Using the API? Here's how you can save up to 30% and increase reliability

Hey there! After building a few tools utilizing OpenAI, I noticed a few things that many folks might not be aware of. Things that could be adding up to 30% unnecessary costs to your OpenAI usage. So, here’s what I’ve learned:

  1. Ensure your JSON is as lean as possible: OpenAI bills per token, and that includes whitespaces and line breaks in your JSON responses. If you eliminate these extras both in sending and receiving data, you might save up to 30%! You simply need to tell OpenAI to “return JSON in a single-line without whitespaces”. Boom!
  2. Set temperature to 0 for structured responses: When expecting a structured response (like JSON), setting the temperature parameter to 0 helps the model strictly stick to your expected JSON structure. This will prevent cases where you expect JSON, but something went wrong, and OpenAI responds with “Sorry, I am not sure I can …”.
  3. Robots don’t need you to be polite: Computers understand simple instructions well. Trimming redundant/filler words from your prompt can not only save money but also speed up execution. Words like “please”, “kindly”, “really”, “very”, and so on, can often be dropped without losing accuracy.

Tip: You can use the OpenAI Tokenizer to count the tokens of your requests/responses.

3 Likes

I have heard, but not verified, that YAML is easier for GPT to generate, AND is more compact than JSON, thus requiring fewer of those expensive output tokens.

1 Like

Quite the opposite. Indentation is a core part of YAML. The larger the payload, the more redundant the spaces. You literally cannot make YAML compact because it will render it invalid. Single-line JSON or CSV are the best for cost efficiency.

Take a sample JSON object (e.g. from the Pokemon API), count the tokens using the Tokenizer. Then compare a YAML version of it VS a minified JSON version of it - JSON will be cheaper in every scenario, and the gap will increase as the object grows.

1 Like

yeah, I wondered about that.

On the other hand, if there isn’t a whole lot of indent, and the yaml is fairly flat, then we avoid the need for all the tokens for brace, colon, quote, comma, etc used in json.

fair enough, you can’t minify yaml.

1 Like

Instead of using indents you can use ‘---------’ for example with YAML.
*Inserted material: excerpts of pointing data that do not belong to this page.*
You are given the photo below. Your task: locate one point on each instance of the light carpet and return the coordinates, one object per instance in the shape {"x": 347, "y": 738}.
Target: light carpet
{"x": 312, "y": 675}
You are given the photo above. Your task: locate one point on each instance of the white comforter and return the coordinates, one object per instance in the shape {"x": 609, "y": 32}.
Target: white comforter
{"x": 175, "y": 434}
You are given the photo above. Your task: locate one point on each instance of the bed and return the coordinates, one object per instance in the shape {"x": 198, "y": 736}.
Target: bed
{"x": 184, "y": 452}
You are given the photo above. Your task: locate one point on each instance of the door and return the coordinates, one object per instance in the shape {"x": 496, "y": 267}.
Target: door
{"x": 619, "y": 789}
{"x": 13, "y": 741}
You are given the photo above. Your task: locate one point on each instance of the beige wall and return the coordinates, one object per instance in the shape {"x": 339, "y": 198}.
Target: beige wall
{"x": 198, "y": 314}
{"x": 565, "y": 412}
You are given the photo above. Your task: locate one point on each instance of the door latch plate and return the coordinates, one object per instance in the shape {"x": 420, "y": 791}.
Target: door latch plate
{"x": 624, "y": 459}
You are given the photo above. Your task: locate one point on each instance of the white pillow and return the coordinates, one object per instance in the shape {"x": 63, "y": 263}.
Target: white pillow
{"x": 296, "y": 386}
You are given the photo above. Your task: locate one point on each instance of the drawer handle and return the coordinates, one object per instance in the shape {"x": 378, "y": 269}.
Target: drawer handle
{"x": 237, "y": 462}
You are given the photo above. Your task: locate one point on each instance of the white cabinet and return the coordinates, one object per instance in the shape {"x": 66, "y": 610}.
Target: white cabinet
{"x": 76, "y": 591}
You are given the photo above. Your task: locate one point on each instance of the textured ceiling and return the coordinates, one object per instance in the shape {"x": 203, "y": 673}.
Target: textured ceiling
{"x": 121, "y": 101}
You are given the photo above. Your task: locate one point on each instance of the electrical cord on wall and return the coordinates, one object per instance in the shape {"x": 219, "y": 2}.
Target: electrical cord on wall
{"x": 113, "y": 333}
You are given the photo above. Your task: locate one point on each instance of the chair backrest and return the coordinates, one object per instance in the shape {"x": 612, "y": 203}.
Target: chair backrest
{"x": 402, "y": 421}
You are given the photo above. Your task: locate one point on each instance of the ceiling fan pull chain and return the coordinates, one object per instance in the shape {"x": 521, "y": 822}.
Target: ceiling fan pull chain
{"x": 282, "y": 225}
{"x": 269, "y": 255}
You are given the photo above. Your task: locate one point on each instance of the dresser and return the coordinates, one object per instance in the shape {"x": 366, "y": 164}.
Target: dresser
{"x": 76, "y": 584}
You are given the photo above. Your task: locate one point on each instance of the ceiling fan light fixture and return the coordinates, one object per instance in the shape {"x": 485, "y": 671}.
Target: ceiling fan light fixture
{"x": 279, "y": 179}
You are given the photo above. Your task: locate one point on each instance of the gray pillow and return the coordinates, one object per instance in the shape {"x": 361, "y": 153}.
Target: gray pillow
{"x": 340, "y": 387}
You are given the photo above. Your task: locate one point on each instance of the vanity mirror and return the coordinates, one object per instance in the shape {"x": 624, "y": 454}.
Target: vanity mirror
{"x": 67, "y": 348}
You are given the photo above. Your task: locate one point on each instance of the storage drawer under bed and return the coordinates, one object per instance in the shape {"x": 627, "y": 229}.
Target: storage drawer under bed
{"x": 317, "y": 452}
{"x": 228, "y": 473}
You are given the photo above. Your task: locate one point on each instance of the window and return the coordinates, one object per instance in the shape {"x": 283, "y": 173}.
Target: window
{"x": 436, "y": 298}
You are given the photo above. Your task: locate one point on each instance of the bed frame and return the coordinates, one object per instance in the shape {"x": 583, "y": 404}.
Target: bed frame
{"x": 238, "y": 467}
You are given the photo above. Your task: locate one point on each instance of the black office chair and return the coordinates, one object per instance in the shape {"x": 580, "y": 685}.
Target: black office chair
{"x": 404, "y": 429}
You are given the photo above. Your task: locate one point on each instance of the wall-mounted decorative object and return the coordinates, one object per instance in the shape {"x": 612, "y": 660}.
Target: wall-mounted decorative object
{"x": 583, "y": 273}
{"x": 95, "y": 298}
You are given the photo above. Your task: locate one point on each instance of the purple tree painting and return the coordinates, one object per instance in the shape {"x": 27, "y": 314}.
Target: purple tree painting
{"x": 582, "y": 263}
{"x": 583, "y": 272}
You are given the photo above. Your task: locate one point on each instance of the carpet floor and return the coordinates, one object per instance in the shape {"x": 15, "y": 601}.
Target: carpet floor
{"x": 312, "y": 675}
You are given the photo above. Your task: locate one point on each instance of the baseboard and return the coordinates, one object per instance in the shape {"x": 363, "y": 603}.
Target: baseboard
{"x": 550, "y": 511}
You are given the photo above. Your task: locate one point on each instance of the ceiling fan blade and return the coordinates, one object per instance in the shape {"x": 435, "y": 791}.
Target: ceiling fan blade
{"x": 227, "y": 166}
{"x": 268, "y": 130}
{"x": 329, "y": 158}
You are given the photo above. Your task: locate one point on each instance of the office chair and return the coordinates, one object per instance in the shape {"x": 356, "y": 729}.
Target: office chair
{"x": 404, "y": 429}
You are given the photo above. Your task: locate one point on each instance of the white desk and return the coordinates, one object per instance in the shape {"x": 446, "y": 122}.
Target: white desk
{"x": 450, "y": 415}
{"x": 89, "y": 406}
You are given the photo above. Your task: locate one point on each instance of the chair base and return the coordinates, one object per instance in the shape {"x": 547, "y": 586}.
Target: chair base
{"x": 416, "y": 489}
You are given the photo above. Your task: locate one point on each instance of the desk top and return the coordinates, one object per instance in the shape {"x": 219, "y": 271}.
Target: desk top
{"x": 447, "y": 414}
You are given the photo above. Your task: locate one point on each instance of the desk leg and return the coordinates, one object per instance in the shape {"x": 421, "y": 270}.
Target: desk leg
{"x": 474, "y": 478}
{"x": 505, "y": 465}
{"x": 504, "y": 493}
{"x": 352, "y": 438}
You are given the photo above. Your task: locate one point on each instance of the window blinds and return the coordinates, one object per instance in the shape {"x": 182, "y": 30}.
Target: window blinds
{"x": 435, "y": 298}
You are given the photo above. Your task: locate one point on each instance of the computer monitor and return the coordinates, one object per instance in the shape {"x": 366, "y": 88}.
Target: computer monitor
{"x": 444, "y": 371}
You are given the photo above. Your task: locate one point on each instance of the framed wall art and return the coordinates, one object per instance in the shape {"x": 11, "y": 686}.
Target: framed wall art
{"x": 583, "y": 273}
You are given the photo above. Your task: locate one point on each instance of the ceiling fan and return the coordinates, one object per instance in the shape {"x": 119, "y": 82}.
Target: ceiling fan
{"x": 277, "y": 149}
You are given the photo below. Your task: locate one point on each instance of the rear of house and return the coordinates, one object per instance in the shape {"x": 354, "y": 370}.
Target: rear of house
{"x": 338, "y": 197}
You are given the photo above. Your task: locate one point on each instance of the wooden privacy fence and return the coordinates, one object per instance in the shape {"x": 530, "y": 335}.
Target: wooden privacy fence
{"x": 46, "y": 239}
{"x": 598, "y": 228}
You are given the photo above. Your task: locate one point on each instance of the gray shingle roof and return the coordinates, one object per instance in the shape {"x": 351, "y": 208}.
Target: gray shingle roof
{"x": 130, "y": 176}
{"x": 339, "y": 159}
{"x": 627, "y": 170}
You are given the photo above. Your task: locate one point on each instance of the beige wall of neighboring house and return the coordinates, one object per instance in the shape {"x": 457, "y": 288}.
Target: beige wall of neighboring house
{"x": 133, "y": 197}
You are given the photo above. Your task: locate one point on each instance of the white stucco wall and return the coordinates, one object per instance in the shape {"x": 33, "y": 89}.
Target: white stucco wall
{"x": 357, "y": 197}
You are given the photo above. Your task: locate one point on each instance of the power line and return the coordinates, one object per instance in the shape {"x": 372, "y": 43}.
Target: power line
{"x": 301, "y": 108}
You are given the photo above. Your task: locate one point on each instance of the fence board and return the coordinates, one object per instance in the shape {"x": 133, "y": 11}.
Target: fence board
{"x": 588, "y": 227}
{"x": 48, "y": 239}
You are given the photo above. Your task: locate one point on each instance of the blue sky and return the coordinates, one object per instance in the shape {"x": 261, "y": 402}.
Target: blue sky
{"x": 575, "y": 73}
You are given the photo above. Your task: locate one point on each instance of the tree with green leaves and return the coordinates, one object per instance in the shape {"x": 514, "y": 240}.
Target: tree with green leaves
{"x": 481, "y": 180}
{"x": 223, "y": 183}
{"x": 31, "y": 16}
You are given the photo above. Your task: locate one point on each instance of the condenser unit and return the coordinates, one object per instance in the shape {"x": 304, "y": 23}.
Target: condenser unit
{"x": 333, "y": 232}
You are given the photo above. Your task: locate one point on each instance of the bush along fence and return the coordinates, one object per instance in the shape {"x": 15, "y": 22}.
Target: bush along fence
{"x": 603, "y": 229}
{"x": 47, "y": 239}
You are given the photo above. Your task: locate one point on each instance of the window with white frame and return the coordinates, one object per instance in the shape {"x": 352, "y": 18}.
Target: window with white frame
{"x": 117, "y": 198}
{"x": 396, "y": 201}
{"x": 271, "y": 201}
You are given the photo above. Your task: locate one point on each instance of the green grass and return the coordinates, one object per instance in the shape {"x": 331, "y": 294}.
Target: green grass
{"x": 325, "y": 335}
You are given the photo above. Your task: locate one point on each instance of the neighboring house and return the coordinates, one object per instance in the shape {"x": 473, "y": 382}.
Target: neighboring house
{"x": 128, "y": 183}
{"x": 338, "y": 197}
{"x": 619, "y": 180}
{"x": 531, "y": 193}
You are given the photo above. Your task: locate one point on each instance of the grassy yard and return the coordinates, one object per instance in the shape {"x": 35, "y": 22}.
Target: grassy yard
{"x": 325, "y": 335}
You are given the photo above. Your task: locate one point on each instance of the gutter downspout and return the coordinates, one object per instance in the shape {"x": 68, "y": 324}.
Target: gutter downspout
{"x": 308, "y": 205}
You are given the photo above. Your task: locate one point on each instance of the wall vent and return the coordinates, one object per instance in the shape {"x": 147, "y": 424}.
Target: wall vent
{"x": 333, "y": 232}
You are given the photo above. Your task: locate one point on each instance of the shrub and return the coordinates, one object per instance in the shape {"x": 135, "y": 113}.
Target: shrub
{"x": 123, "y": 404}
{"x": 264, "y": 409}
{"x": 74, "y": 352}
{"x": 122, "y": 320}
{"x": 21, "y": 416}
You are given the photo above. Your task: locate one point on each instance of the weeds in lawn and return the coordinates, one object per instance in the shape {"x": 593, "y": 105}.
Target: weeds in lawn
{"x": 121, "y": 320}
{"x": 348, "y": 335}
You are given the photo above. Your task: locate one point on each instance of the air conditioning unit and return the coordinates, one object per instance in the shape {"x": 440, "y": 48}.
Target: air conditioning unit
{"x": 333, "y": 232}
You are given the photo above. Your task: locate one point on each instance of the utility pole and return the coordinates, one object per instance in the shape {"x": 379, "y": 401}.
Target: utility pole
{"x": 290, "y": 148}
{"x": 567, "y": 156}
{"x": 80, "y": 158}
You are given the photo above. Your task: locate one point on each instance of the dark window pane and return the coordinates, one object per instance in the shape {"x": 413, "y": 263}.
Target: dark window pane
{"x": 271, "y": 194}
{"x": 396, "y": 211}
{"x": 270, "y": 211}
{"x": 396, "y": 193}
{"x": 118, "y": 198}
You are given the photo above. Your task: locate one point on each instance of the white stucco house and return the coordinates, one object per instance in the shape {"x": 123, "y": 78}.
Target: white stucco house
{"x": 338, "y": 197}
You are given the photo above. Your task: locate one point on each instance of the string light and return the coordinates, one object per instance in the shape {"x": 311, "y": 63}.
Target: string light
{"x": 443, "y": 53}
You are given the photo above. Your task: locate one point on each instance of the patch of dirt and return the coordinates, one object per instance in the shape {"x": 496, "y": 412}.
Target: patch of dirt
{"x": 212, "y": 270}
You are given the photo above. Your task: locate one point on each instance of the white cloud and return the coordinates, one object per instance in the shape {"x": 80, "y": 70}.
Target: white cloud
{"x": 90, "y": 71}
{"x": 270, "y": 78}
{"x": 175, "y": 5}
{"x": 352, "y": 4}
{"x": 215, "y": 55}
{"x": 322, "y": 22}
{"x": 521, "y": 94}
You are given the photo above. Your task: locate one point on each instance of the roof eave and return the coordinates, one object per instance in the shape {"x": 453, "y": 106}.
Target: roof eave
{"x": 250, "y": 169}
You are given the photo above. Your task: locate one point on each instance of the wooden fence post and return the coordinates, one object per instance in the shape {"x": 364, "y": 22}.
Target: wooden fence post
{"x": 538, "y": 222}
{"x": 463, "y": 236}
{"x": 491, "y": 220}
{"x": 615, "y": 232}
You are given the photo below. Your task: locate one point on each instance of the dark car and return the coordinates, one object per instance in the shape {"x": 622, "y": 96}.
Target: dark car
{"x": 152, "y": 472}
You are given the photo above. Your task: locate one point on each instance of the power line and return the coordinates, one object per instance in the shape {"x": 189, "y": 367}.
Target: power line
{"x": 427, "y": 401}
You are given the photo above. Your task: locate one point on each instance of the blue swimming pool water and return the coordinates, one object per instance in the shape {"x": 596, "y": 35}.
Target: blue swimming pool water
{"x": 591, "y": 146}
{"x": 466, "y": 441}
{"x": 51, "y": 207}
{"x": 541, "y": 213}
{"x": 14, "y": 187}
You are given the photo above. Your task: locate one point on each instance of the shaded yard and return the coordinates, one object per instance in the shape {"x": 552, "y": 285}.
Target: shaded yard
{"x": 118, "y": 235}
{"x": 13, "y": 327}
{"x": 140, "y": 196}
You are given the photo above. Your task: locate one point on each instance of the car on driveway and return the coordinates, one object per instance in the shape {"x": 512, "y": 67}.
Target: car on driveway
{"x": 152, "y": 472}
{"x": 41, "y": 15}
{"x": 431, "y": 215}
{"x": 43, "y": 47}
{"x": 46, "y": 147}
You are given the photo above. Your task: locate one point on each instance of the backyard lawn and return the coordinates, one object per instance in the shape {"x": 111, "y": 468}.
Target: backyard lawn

The text inputted into the tokenizer is:

---------------
-------
--
---------------

And it recognizes every line as different even with unequal characters per line.

Results in:

Tokens: 7
Characters: 42

1 Like
  1. Ensure your JSON is as lean as possible: OpenAI bills per token, and that includes whitespaces and line breaks in your JSON responses. If you eliminate these extras both in sending and receiving data, you might save up to 30%! You simply need to tell OpenAI to “return JSON in a single-line without whitespaces”. Boom!

Is JSON you mentioned OpenAI API response JSON?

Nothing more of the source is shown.